In Defense of Flogging is meant to be provocative and start discussions (like this one!). So far so good. Prison is not the answer. It’s also horribly horribly expensive. We need alternatives. Do I want to see flogging? No. Do I want to be flogged? Absolutely not (nor do I want to go to prison). Do I think offering the choice of flogging is the morally, politically, economically correct choice. Absolutely.

  1. Your reassurance that there will be little risk of "punishment inflation totally ignores how politics and punishment are tied together in this country, and thus is totally worthless unless you have an actual proposal to stop such from happening.
  2. Consent under duress is still consent under duress. This idea that we aren’t going to let criminals choose their own punishment unless it involves our voyeuristic need to see someone getting hit until blood flows appalls me, frankly.
  3. You say it ends with flogging? Who the hell are you, that you can stop this from escalating?

Then do you accept that this system would lead to unequal punishments for an equal crime? Under this system you can have myriad men convicted of the exact same crime yet receiving different punishments based on what essentially amounts to luck - you can take the flogging, so you get let back on the streets. You can’t take it, off to jail with you. This is not justice - sentences should not be arbitrarily based on a convicts health.

Then there’s the other great advantage prison has - what if you convict the wrong man? At least in prison you can let him out before the sentence is served. If he is flogged, you can’t take back lashes.

But it crosses the threshold - accepting physical pain as a proper sentencing for a crime, rather than loss of liberty, wealth or life (and even in death sentences, certain efforts are made not to put the convict under unnecessary physical duress). Once you accept that, it’s far easier to argue that (since prison doesn’t work) more harsh physical punishments should be dealt out to more serious offenders, and before you know it we have a system of criminal justice resembling that of Anglo-Saxon England.

Oh, I’ve also started a poll on the subject in IMHO to see what the threshold is between flogging/time in prison:

Who says? What guarantees are there that it would remain flogging in lieu of prison, rather than in addition to it?

This is the sort of thinking that too many pundits had about Iraq several years ago, as Atrios repeatedly pointed out: they’d support the invasion because they thought, “if we did it this way, it would work,” but of course it wasn’t being done by them, it was being done by GWB and his crew of ideologues and idiots.

Same here: the states most likely to implement flogging as a punishment are the states that would have the least inclination to use restraint in its application. You, Mr. Moskos, would have no ability to dictate the terms of its use.

Per the above, there’s no guarantee - hell, I doubt there’s even a likelihood - that adding flogging to the mix would reduce the number of people in prison, or otherwise improve the existing system.

Even if it were used only in the way you propose, what would be the effect? Physically strong and tough criminals would have a shortcut back to the street, while other, less tough criminals would continue to be incarcerated.

Brilliant.

Did this article also recently appear in the Washington Monthly or on its website recently? If so, I’ve read about as much of it as I want, thanks.

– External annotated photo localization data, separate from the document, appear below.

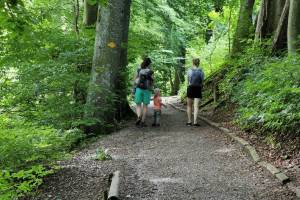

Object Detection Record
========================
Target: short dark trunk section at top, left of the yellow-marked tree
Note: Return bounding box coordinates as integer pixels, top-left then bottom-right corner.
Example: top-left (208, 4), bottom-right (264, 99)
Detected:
top-left (83, 0), bottom-right (98, 26)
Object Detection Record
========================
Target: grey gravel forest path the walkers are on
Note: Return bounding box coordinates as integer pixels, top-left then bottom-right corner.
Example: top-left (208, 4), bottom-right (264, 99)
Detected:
top-left (31, 98), bottom-right (294, 200)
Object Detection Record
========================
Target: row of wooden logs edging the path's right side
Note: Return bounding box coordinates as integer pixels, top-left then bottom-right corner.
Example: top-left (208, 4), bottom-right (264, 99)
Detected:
top-left (168, 102), bottom-right (300, 198)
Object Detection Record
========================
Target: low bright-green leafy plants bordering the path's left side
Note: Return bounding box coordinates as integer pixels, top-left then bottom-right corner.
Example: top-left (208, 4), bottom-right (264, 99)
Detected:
top-left (0, 115), bottom-right (83, 199)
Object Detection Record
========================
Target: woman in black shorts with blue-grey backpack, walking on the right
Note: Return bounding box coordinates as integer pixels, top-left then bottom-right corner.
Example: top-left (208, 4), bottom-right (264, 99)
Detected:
top-left (186, 58), bottom-right (204, 126)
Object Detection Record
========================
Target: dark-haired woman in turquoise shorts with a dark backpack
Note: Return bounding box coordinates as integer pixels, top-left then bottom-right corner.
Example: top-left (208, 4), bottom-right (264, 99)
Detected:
top-left (134, 57), bottom-right (153, 127)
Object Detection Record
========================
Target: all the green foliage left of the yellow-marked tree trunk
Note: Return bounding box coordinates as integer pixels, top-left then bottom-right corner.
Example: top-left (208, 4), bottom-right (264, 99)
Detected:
top-left (0, 0), bottom-right (94, 199)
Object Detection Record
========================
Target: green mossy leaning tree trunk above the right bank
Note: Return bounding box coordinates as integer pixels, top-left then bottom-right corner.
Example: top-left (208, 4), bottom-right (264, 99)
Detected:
top-left (232, 0), bottom-right (255, 55)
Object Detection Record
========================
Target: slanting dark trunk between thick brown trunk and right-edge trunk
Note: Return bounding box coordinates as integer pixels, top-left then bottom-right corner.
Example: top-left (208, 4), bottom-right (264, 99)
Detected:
top-left (272, 0), bottom-right (290, 52)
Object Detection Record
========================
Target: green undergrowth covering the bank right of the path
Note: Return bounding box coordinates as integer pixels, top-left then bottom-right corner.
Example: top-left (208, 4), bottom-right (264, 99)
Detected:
top-left (220, 44), bottom-right (300, 149)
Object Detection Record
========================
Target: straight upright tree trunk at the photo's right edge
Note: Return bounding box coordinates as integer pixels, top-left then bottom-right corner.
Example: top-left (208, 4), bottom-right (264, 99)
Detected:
top-left (288, 0), bottom-right (300, 55)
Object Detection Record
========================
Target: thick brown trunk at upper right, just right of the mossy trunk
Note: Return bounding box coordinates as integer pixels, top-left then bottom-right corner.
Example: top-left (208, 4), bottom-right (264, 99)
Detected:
top-left (255, 0), bottom-right (286, 40)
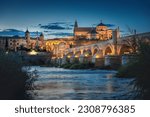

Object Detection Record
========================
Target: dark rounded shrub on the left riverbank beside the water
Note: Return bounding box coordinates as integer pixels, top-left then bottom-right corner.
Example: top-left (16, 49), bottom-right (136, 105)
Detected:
top-left (0, 51), bottom-right (29, 99)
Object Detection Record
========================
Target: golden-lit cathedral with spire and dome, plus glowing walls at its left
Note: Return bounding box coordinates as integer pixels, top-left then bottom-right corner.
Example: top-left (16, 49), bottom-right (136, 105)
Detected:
top-left (46, 21), bottom-right (113, 58)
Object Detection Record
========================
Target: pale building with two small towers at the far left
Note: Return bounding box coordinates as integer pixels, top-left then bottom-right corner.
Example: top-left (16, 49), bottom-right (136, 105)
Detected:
top-left (0, 29), bottom-right (45, 51)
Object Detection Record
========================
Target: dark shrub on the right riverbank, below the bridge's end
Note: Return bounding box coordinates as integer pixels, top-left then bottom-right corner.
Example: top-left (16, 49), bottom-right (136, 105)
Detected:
top-left (117, 42), bottom-right (150, 99)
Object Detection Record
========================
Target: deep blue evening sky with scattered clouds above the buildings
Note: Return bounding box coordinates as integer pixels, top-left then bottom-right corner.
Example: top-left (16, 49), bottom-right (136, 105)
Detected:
top-left (0, 0), bottom-right (150, 39)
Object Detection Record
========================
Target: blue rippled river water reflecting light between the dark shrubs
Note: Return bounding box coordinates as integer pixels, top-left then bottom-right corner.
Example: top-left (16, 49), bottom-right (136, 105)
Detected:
top-left (27, 66), bottom-right (134, 100)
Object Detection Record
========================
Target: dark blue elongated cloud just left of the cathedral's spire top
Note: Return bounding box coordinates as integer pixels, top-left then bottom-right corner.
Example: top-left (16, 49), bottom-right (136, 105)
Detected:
top-left (38, 22), bottom-right (73, 30)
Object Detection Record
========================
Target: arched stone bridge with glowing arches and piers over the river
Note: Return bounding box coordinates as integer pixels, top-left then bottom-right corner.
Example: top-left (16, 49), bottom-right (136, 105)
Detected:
top-left (53, 31), bottom-right (150, 66)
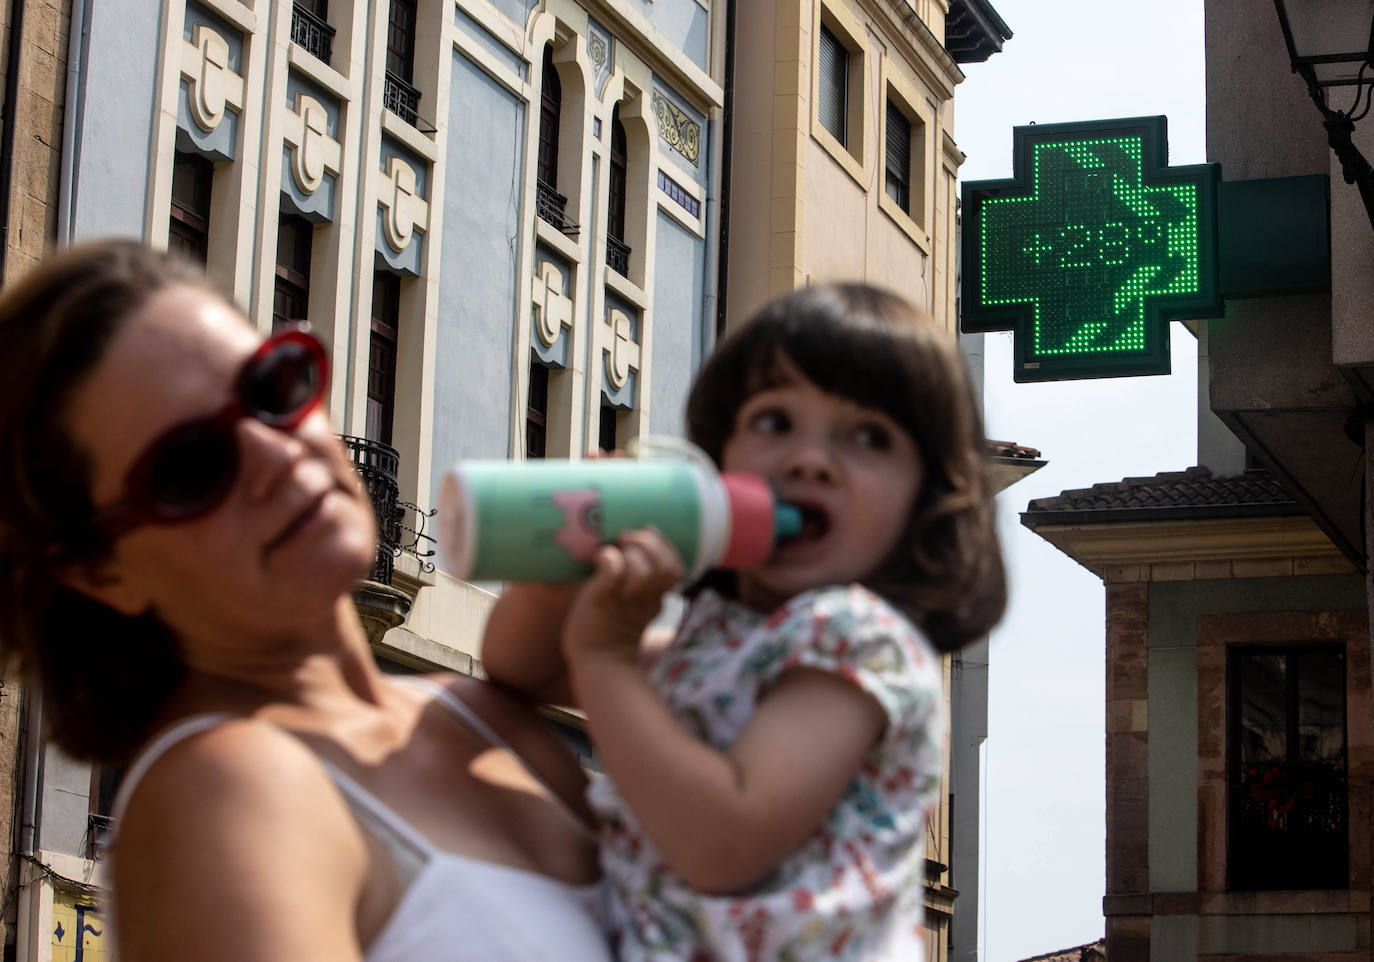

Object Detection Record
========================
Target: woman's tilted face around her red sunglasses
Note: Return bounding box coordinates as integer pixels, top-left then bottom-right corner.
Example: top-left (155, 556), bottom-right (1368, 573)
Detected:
top-left (67, 284), bottom-right (375, 642)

We’ve debated this before in this thread. So long as we’re talking about criminal acts that don’t suggest the perpetrator is an active menace who needs to be kept away from the public for a time, then I’m all for flogging, or at least giving someone the choice of flogging over imprisonment. I still don’t understand why imprisonment is considered more humane than corporal punishment.

Because, as it has already been repeatedly pointed out, it is an easy out for the person who can take it, and a horrible punishment for those who can’t.